Promotion of end-of-life discussions in terminally ill patients in Taiwan
The Taiwan National Health Insurance Administration, since 2012, has initiated an EOL discussions program that encourages healthcare providers to provide these discussions to terminally ill patients [9]. During the discussions, healthcare providers discuss patients’ goals and preferences concerning medical care and life-sustaining treatments towards the end of their lives [9]. Each EOL discussion with a patient awards the healthcare provider with the equivalent of US$75 [9]. There should be a record of all discussion content in the patient’s medical chart and each session must be at least an hour long [9].
Study population
This nationwide cohort study used the Taiwan National Health Insurance Research Database (NHIRD), which contains healthcare data from more than 99% of the population in Taiwan [10]. It is a large-scale database derived from the national health insurance system, which consists of registration files and original claims data. The database de-identified and scrambled the patients’ identification codes before releasing the data for research purposes [11].
This cohort study selected subjects aged 18 years or older who had received a cancer diagnosis and died between January 1, 2012 and December 31, 2018. We identified these patients from the Registry for Catastrophic Illness. In Taiwan, the Registry for Catastrophic Illness requires a peer review of pathohistological reports before a cancer diagnosis is reported [12]. This registry was also linked to Taiwan’s death certificate database to confirm the demise of cancer patients [13]. The Institutional Review Board of TCH (no. TCHIRB-10709107-W) approved this study and we performed all methods in accordance with TCH IRB guidelines and regulations.
Outcome variable
The outcome was life-sustaining treatments during the last three months of life in cancer patients. Life-sustaining treatments included cardiopulmonary resuscitation, intubation, and defibrillation [14].
Main explanatory variable
The main explanatory variable was EOL discussions with physicians, which was determined by patients’ medical records.
Controlling variables
The controlling variables included sociodemographic characteristics and comorbidities. Sociodemographic factors included age, sex, urbanization, and income level. Urbanization described whether subjects resided in urban, suburban, or rural areas [15]. We calculated the income level from the average monthly income of the insured person and grouped it into three categories: low (≤ 19,200 New Taiwan Dollars [NTD]), intermediate (19,201 NTD to < 40,000 NTD), and high (≥ 40,000 NTD). We defined the comorbidities according to the International Classification of Diseases, Ninth and Tenth Revision, Clinical Modification (ICD-9-CM and ICD-10-CM) code.
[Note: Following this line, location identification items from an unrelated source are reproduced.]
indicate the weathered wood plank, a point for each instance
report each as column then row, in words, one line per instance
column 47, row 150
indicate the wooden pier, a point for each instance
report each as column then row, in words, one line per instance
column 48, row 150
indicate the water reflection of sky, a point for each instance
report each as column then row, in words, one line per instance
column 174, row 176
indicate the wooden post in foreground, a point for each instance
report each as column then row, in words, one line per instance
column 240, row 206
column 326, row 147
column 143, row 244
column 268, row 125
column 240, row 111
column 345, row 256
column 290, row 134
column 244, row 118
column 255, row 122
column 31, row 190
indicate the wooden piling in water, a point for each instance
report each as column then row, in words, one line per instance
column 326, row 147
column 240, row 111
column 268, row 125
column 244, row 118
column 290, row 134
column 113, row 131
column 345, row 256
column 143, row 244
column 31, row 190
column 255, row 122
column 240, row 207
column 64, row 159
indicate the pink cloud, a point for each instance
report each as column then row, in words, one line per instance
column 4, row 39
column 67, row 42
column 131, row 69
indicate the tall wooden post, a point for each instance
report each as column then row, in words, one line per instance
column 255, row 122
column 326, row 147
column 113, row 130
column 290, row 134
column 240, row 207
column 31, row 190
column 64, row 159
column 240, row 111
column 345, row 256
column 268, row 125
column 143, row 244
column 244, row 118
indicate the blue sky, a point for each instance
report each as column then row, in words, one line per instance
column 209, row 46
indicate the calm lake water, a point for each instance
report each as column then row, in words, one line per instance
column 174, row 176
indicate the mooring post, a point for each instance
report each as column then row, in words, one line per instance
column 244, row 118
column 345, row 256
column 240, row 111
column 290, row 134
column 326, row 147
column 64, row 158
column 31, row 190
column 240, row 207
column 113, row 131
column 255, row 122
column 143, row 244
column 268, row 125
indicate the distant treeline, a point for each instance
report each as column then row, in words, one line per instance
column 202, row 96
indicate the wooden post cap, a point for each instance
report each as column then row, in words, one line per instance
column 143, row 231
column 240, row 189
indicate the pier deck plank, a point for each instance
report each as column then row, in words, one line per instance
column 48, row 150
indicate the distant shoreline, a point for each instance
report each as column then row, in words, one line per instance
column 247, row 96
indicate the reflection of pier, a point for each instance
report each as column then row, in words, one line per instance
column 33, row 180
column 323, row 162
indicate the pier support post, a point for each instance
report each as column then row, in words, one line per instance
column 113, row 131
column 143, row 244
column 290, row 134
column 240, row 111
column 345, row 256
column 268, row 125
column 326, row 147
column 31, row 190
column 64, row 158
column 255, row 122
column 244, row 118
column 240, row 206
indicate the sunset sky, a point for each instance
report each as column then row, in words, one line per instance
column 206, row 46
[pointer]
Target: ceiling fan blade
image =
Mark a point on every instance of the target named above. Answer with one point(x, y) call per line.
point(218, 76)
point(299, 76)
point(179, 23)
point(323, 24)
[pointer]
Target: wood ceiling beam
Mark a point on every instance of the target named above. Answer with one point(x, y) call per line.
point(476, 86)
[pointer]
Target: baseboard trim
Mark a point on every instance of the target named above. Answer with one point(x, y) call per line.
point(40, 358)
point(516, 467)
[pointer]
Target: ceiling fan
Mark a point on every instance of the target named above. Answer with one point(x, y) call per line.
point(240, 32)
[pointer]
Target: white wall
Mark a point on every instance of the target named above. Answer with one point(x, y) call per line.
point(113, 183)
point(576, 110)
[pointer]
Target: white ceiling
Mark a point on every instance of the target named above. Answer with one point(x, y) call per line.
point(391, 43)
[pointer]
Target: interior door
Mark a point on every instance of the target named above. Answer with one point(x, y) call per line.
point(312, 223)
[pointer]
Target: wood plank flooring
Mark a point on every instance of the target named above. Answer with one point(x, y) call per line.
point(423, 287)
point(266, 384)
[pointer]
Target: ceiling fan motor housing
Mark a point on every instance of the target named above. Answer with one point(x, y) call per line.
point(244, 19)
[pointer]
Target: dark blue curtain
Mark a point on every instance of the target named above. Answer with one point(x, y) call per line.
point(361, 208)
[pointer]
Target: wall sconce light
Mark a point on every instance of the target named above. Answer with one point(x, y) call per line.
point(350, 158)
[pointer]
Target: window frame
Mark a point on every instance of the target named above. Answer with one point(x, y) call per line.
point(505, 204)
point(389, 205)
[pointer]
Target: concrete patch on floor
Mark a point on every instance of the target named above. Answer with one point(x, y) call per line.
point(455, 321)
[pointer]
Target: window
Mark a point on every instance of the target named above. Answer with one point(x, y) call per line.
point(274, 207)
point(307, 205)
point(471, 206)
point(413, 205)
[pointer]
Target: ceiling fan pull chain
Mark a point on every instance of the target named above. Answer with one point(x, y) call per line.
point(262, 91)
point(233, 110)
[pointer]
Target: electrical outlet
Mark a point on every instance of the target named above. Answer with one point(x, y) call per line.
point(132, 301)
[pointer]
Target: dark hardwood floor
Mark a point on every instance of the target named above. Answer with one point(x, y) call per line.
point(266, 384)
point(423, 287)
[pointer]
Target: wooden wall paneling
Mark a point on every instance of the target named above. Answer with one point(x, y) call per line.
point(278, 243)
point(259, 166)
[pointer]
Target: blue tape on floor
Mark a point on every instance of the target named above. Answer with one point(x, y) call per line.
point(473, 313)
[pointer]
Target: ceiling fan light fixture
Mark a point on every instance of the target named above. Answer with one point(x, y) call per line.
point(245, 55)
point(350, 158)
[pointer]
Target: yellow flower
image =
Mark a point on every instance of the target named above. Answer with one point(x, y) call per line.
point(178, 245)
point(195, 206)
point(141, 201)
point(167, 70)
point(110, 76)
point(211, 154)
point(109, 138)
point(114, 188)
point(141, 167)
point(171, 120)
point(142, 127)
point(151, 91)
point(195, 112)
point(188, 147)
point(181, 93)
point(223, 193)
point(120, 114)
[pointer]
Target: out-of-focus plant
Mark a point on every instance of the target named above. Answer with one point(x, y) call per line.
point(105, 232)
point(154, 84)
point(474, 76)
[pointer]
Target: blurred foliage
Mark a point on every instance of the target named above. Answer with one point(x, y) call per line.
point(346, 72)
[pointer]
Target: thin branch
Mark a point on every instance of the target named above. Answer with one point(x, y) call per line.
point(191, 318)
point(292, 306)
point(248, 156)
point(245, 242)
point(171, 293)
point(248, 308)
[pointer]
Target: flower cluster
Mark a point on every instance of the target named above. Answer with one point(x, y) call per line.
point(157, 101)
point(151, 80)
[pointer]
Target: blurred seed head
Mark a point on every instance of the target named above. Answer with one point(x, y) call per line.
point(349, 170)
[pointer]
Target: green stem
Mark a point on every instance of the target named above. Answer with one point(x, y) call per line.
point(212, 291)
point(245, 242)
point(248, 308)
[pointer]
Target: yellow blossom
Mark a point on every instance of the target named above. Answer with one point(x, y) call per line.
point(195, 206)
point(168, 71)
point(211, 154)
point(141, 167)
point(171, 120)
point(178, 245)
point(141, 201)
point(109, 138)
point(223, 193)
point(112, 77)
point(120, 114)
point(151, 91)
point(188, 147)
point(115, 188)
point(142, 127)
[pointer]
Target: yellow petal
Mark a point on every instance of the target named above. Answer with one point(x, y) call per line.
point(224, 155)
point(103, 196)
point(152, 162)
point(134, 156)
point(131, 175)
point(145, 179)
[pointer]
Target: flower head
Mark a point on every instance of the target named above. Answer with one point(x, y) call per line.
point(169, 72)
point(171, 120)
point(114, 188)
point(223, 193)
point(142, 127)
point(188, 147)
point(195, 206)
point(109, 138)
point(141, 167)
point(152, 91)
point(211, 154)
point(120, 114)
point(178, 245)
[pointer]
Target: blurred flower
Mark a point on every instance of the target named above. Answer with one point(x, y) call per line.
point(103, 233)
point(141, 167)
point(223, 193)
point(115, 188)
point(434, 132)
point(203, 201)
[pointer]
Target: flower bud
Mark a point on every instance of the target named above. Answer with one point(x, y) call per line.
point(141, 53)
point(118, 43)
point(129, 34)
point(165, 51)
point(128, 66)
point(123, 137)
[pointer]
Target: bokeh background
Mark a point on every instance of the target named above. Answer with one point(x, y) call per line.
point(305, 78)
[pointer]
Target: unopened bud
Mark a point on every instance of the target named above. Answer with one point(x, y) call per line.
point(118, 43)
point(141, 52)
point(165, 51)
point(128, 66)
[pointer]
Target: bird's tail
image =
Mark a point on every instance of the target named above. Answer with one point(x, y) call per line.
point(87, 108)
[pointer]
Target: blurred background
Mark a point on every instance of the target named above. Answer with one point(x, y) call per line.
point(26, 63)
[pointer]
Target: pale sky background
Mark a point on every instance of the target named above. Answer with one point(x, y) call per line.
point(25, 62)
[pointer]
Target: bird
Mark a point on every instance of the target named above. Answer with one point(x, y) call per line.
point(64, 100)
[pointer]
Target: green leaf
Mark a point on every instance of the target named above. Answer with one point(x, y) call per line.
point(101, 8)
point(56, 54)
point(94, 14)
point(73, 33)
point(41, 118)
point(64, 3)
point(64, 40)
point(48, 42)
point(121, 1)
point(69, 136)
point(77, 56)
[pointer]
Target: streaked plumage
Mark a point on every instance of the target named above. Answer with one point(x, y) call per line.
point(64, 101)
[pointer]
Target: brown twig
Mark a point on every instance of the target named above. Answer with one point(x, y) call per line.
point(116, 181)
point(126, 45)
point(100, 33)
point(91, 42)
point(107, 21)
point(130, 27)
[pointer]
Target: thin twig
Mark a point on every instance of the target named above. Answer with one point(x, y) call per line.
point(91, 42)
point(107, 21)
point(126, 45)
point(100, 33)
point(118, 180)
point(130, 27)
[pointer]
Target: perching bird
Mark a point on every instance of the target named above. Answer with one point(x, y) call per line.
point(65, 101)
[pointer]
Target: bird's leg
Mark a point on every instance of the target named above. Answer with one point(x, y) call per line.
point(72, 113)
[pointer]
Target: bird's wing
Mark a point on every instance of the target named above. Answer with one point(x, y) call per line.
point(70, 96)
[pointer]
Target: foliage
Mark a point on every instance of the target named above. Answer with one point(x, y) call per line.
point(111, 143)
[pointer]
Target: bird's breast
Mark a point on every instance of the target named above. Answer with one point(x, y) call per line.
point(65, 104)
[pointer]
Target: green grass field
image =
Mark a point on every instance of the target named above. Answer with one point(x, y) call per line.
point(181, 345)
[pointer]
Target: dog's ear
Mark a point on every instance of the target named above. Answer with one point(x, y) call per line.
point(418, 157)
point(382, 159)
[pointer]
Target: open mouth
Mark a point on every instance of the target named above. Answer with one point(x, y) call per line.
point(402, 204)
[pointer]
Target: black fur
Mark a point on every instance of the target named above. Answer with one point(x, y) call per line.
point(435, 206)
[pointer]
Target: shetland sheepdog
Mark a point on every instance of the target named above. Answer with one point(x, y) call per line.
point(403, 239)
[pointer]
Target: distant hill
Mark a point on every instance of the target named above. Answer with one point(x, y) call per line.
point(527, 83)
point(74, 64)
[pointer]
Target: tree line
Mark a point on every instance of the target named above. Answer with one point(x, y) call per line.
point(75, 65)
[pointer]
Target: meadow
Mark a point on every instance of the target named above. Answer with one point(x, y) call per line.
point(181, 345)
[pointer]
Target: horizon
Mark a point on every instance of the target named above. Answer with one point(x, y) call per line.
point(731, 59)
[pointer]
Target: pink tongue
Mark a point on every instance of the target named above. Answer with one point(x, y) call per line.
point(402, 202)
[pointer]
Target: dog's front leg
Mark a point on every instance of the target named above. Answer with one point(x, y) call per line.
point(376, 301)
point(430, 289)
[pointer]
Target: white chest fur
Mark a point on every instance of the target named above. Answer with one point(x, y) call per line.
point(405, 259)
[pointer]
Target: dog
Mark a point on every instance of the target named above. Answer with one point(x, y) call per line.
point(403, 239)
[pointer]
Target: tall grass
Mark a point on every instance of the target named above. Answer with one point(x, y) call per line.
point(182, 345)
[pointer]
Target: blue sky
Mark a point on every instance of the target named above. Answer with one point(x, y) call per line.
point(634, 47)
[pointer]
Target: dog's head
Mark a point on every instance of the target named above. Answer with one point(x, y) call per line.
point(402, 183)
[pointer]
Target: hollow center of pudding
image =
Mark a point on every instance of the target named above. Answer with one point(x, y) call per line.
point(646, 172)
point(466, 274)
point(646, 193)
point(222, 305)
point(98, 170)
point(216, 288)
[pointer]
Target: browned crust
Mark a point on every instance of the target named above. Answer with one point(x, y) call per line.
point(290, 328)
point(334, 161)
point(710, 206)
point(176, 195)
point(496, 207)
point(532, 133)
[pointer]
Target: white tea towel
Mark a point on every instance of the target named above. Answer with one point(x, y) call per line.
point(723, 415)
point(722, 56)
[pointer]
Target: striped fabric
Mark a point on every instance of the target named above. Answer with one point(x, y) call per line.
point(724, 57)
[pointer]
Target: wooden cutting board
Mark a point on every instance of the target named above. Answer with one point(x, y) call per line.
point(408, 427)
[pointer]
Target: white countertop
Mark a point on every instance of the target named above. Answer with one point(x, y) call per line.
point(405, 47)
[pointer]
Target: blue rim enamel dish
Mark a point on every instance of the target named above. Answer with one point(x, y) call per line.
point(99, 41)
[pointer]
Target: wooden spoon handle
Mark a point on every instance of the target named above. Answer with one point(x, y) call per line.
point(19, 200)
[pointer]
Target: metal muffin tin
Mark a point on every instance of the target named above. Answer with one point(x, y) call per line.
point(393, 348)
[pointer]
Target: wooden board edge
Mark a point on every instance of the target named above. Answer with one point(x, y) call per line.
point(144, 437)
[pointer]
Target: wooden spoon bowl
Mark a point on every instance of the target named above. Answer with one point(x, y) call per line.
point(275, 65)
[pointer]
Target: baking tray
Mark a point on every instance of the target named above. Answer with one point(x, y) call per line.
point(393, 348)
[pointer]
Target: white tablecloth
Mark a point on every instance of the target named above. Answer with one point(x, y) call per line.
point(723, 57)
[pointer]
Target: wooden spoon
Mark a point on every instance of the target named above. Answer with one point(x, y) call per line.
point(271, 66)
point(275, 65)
Subjects’ comorbidities include diabetes, chronic kidney disease, congestive heart failure, coronary heart disease, liver cirrhosis, chronic obstructive pulmonary disease, dementia, and cerebrovascular disease (Supplementary table 1). A person was considered to have a comorbidity only if the condition occurred in an inpatient setting or in three or more outpatient visits [16].
Statistical analysis
First, we analyzed the subjects’ demographic data. We then analyzed categorical data using the Pearson χ2 test where appropriate. We presented continuous data as mean ± standard deviation (SD), and conducted a two-sample t-test to compare outcomes between patients who underwent EOL discussions and those who did not.
We assessed the crude associations of EOL discussions and other covariates with the outcome (utilization of life-sustaining treatments during the last three months of life) by computing the odds ratios (ORs) and corresponding 95% confidence intervals (CIs). We then performed a multivariate logistic regression to estimate the association between EOL discussions and the utilization of life-sustaining treatments after adjusting for potential confounders. A variable with p<0.05 was defined as a significant factor associated with the utilization of life-sustaining treatments in the multivariate analysis. Adjusted odds ratios (AOR) with 95% confidence intervals (CI) indicated the strength and direction of these associations.
We conducted subgroup and sensitivity analyses to examine the robustness of the main findings, after stratifying participants by age and sex. We performed all data management and analyses using the SAS® v9.4 statistical software package (SAS Institute, Cary, NC, USA).